MS_ASYNC will currently wait on previously-submitted I/O, then start new I/O
and not wait on it.  This can cause undesirable blocking if msync is called
rapidly against the same memory.

So instead, change msync(MS_ASYNC) to not start any IO at all.  Just flush
the pte dirty bits into the pageframe and leave it at that.

The IO _will_ happen within a kupdate period.  And the application can use
fsync() or fadvise(FADV_DONTNEED) if it actually wants to schedule the IO
immediately.



 25-akpm/mm/msync.c |   30 +++++++++++++++---------------
 1 files changed, 15 insertions(+), 15 deletions(-)

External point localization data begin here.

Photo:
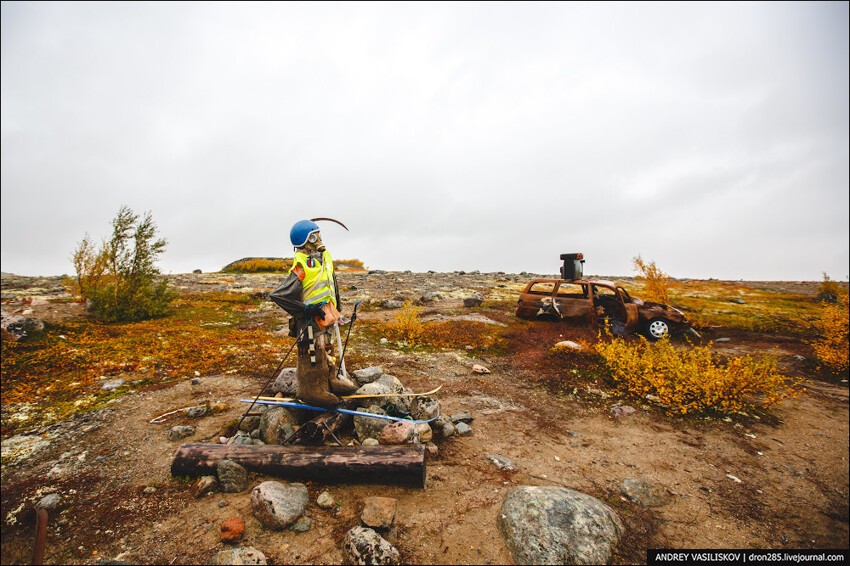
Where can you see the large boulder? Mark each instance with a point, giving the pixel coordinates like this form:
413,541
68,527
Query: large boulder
278,505
370,427
275,425
365,546
557,525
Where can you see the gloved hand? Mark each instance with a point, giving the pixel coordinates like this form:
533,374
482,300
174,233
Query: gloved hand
314,311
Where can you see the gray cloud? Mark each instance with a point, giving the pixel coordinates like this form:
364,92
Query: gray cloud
712,138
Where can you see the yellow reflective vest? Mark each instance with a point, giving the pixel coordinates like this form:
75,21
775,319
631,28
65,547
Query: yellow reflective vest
318,281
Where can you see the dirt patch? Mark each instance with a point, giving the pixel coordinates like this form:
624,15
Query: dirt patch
736,483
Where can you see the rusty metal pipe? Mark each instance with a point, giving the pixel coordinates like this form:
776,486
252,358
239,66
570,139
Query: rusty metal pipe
40,535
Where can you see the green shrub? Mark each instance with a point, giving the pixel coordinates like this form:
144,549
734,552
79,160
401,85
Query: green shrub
120,278
259,265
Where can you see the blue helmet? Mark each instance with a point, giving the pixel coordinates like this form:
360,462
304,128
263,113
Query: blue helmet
300,231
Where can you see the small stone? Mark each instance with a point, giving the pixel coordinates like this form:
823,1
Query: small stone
425,433
178,432
277,505
367,375
302,525
379,512
241,555
400,432
621,411
196,412
462,417
232,530
432,449
502,463
325,500
364,546
463,429
204,485
232,476
49,502
644,492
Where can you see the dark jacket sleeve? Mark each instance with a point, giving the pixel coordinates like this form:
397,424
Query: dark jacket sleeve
288,296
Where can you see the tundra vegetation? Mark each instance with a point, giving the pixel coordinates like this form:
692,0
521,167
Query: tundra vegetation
120,279
218,332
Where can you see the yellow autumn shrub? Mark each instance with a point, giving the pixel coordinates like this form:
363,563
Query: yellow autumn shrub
831,347
407,326
656,282
691,380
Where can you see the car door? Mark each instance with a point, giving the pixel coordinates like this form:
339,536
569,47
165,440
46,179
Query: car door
573,301
632,322
609,302
536,300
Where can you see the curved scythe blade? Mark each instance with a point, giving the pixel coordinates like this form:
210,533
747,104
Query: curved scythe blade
331,220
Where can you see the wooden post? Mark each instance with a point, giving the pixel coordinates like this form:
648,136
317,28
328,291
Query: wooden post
403,465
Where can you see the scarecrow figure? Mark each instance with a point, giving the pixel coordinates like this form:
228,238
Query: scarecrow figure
311,296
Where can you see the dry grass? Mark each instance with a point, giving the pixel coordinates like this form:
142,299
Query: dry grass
63,372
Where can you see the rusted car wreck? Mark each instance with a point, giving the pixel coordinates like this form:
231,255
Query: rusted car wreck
591,301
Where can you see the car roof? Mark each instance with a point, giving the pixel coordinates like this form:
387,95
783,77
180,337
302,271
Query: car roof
591,281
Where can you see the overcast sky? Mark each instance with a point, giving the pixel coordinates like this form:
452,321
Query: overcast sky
711,138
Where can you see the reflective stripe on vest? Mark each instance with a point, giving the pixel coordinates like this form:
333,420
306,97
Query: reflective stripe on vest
318,280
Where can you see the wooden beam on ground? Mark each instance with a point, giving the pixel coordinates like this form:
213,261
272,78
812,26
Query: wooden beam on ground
401,465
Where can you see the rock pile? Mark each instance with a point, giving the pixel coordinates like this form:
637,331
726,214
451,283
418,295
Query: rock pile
278,425
279,505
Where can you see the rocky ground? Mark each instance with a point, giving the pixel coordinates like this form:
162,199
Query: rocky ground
708,483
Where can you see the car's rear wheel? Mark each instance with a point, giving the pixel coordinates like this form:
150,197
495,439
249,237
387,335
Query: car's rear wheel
657,328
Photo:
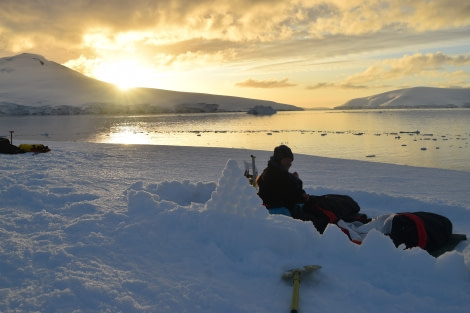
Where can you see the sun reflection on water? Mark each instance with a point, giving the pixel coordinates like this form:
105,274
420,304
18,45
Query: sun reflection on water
127,135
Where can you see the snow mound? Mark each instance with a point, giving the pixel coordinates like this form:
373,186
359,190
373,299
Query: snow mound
89,228
418,97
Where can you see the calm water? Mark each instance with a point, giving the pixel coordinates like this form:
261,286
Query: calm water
431,138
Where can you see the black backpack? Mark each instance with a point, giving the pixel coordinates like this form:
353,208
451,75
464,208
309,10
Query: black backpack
7,148
426,230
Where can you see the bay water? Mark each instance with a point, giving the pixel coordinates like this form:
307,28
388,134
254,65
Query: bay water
437,138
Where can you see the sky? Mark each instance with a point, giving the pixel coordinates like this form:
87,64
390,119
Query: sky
306,53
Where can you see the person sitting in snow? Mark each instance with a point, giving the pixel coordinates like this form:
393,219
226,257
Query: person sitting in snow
282,193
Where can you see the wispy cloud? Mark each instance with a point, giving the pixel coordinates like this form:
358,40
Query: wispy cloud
252,83
332,43
389,70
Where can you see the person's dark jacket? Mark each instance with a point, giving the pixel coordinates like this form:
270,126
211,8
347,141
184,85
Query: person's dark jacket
279,188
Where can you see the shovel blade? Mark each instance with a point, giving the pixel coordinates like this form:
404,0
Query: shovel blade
304,269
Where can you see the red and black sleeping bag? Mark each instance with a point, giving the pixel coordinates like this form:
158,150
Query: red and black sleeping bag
426,230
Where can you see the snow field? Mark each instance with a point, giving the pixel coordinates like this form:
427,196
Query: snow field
112,228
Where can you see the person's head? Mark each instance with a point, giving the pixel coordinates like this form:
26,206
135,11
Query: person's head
283,156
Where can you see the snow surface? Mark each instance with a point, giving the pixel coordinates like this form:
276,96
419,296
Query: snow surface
417,97
122,228
31,84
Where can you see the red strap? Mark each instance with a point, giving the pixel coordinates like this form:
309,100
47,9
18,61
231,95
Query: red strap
422,234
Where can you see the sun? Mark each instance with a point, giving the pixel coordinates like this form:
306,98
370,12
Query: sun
125,74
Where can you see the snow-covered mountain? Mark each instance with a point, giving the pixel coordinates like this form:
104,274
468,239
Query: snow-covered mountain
418,97
31,84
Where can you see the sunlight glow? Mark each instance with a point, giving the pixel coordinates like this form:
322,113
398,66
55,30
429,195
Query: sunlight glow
125,74
128,135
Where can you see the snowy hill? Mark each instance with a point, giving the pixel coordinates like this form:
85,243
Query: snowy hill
31,84
418,97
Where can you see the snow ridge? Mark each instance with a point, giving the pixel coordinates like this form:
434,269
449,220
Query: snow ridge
417,97
32,85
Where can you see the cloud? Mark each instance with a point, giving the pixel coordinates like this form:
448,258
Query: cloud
252,83
26,24
437,66
409,65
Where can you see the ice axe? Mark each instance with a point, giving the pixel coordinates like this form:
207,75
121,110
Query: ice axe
295,274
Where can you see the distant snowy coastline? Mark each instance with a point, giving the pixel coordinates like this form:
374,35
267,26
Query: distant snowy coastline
417,97
32,85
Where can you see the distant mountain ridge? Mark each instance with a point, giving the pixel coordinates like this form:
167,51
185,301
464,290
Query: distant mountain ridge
32,85
416,97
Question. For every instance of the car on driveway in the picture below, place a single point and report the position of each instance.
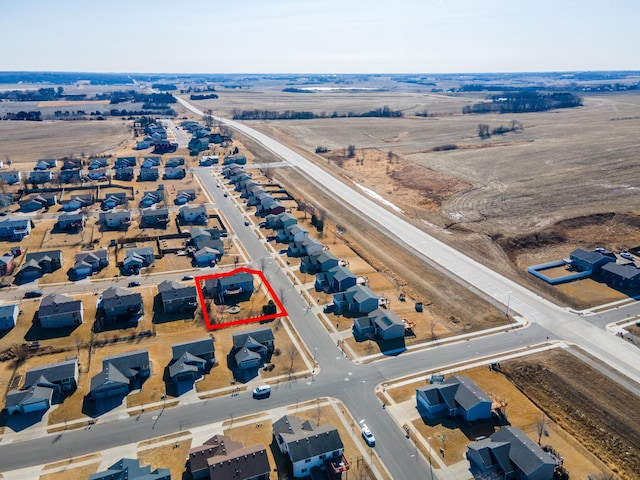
(262, 391)
(368, 436)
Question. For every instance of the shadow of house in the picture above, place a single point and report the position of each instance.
(43, 387)
(130, 469)
(38, 264)
(509, 453)
(251, 350)
(189, 362)
(457, 397)
(221, 458)
(231, 289)
(120, 375)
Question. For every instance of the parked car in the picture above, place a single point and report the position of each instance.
(262, 391)
(368, 436)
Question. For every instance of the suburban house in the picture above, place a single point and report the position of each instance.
(585, 260)
(309, 446)
(174, 162)
(150, 174)
(43, 386)
(121, 305)
(191, 359)
(38, 201)
(155, 217)
(457, 396)
(10, 176)
(151, 198)
(320, 261)
(177, 296)
(37, 264)
(8, 316)
(13, 228)
(336, 279)
(112, 200)
(510, 454)
(78, 201)
(185, 196)
(223, 288)
(195, 214)
(124, 162)
(73, 222)
(174, 173)
(130, 469)
(621, 275)
(383, 324)
(253, 348)
(206, 256)
(40, 176)
(6, 264)
(69, 176)
(358, 299)
(120, 374)
(97, 163)
(60, 311)
(88, 262)
(117, 220)
(136, 258)
(221, 458)
(124, 174)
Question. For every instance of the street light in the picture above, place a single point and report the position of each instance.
(430, 464)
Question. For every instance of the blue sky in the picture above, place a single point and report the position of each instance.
(313, 36)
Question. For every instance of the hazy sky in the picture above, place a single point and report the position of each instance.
(319, 36)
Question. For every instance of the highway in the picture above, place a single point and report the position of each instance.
(352, 384)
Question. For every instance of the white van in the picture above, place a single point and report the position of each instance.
(262, 391)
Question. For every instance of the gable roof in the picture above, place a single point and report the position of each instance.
(305, 439)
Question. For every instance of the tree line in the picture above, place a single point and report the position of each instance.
(305, 115)
(524, 101)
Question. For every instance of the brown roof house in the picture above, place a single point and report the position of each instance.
(221, 458)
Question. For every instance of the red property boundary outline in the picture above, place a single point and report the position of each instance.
(281, 311)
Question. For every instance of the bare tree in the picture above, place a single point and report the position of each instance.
(542, 423)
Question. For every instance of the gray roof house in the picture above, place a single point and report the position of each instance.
(228, 286)
(190, 359)
(120, 374)
(130, 469)
(8, 316)
(177, 296)
(118, 220)
(60, 311)
(380, 323)
(38, 263)
(358, 299)
(221, 458)
(121, 305)
(88, 262)
(155, 217)
(195, 214)
(457, 396)
(320, 261)
(336, 279)
(13, 228)
(309, 446)
(509, 453)
(43, 386)
(72, 221)
(253, 348)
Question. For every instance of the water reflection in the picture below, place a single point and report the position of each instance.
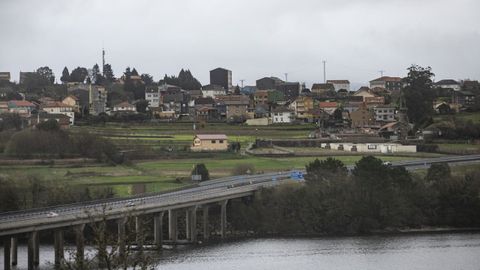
(436, 251)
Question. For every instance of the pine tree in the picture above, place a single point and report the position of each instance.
(65, 75)
(108, 73)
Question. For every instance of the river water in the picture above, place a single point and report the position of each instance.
(427, 251)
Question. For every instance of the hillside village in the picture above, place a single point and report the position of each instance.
(332, 105)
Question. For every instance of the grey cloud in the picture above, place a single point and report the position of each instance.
(253, 38)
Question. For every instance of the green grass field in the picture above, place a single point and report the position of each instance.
(180, 135)
(159, 175)
(474, 117)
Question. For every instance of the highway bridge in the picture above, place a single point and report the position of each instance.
(201, 197)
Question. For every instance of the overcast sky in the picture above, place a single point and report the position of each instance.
(253, 38)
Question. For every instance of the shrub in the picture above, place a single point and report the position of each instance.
(245, 168)
(201, 169)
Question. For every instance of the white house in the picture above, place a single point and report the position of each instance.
(153, 98)
(282, 115)
(213, 91)
(340, 84)
(384, 113)
(449, 84)
(371, 147)
(125, 107)
(60, 108)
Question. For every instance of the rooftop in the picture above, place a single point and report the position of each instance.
(212, 136)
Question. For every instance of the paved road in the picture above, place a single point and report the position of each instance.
(205, 192)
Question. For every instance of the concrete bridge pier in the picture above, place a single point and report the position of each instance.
(14, 250)
(158, 229)
(139, 233)
(223, 218)
(172, 225)
(188, 225)
(80, 242)
(192, 222)
(58, 247)
(206, 229)
(121, 236)
(7, 244)
(33, 251)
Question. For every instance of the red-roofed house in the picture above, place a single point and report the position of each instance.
(60, 108)
(340, 84)
(389, 83)
(210, 142)
(125, 107)
(328, 107)
(22, 107)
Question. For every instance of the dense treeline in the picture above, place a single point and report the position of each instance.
(49, 141)
(373, 197)
(32, 192)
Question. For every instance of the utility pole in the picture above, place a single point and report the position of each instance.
(324, 71)
(103, 62)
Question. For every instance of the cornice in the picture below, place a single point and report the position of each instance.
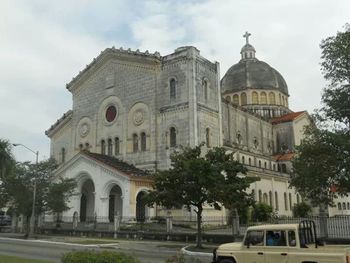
(67, 117)
(120, 53)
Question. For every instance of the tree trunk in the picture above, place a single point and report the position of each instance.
(199, 227)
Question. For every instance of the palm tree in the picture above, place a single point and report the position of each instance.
(7, 161)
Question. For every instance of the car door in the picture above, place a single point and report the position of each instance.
(253, 248)
(276, 249)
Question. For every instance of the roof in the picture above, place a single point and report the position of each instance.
(283, 157)
(64, 119)
(287, 117)
(115, 163)
(254, 74)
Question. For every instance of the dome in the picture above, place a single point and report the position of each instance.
(252, 73)
(255, 74)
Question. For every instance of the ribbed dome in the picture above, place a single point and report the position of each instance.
(255, 74)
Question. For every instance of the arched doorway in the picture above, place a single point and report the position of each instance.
(87, 201)
(141, 211)
(115, 203)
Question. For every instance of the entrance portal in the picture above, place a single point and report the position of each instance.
(87, 201)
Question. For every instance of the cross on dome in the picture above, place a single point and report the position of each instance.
(247, 35)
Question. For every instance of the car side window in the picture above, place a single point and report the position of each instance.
(276, 238)
(254, 238)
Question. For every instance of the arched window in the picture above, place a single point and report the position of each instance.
(63, 155)
(235, 100)
(260, 196)
(285, 202)
(265, 201)
(143, 141)
(135, 143)
(272, 98)
(263, 98)
(172, 89)
(103, 147)
(116, 145)
(172, 137)
(205, 89)
(109, 147)
(284, 168)
(243, 98)
(255, 98)
(276, 200)
(207, 137)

diff -puN mm/msync.c~MS_ASYNC-more-async mm/msync.c
--- 25/mm/msync.c~MS_ASYNC-more-async	Mon Apr  7 13:13:37 2003
+++ 25-akpm/mm/msync.c	Mon Apr  7 13:17:13 2003
@@ -125,11 +125,13 @@ static int filemap_sync(struct vm_area_s
 /*
  * MS_SYNC syncs the entire file - including mappings.
  *
- * MS_ASYNC initiates writeout of just the dirty mapped data.
- * This provides no guarantee of file integrity - things like indirect
- * blocks may not have started writeout.  MS_ASYNC is primarily useful
- * where the application knows that it has finished with the data and
- * wishes to intelligently schedule its own I/O traffic.
+ * MS_ASYNC does not start I/O (it used to, up to 2.5.67).  Instead, it just
+ * marks the relevant pages dirty.  The application may now run fsync() to
+ * write out the dirty pages and wait on the writeout and check the result.
+ * Or the application may run fadvise(FADV_DONTNEED) against the fd to start
+ * async writeout immediately.
+ * So my _not_ starting I/O in MS_ASYNC we provide complete flexibility to
+ * applications.
  */
 static int msync_interval(struct vm_area_struct * vma,
 	unsigned long start, unsigned long end, int flags)
@@ -143,22 +145,20 @@ static int msync_interval(struct vm_area
 	if (file && (vma->vm_flags & VM_SHARED)) {
 		ret = filemap_sync(vma, start, end-start, flags);
 
-		if (!ret && (flags & (MS_SYNC|MS_ASYNC))) {
-			struct inode * inode = file->f_dentry->d_inode;
+		if (!ret && (flags & MS_SYNC)) {
+			struct inode *inode = file->f_dentry->d_inode;
 			int err;
 
 			down(&inode->i_sem);
 			ret = filemap_fdatawrite(inode->i_mapping);
-			if (flags & MS_SYNC) {
-				if (file->f_op && file->f_op->fsync) {
-					err = file->f_op->fsync(file, file->f_dentry, 1);
-					if (err && !ret)
-						ret = err;
-				}
-				err = filemap_fdatawait(inode->i_mapping);
-				if (!ret)
+			if (file->f_op && file->f_op->fsync) {
+				err = file->f_op->fsync(file,file->f_dentry,1);
+				if (err && !ret)
 					ret = err;
 			}
+			err = filemap_fdatawait(inode->i_mapping);
+			if (!ret)
+				ret = err;
 			up(&inode->i_sem);
 		}
 	}

_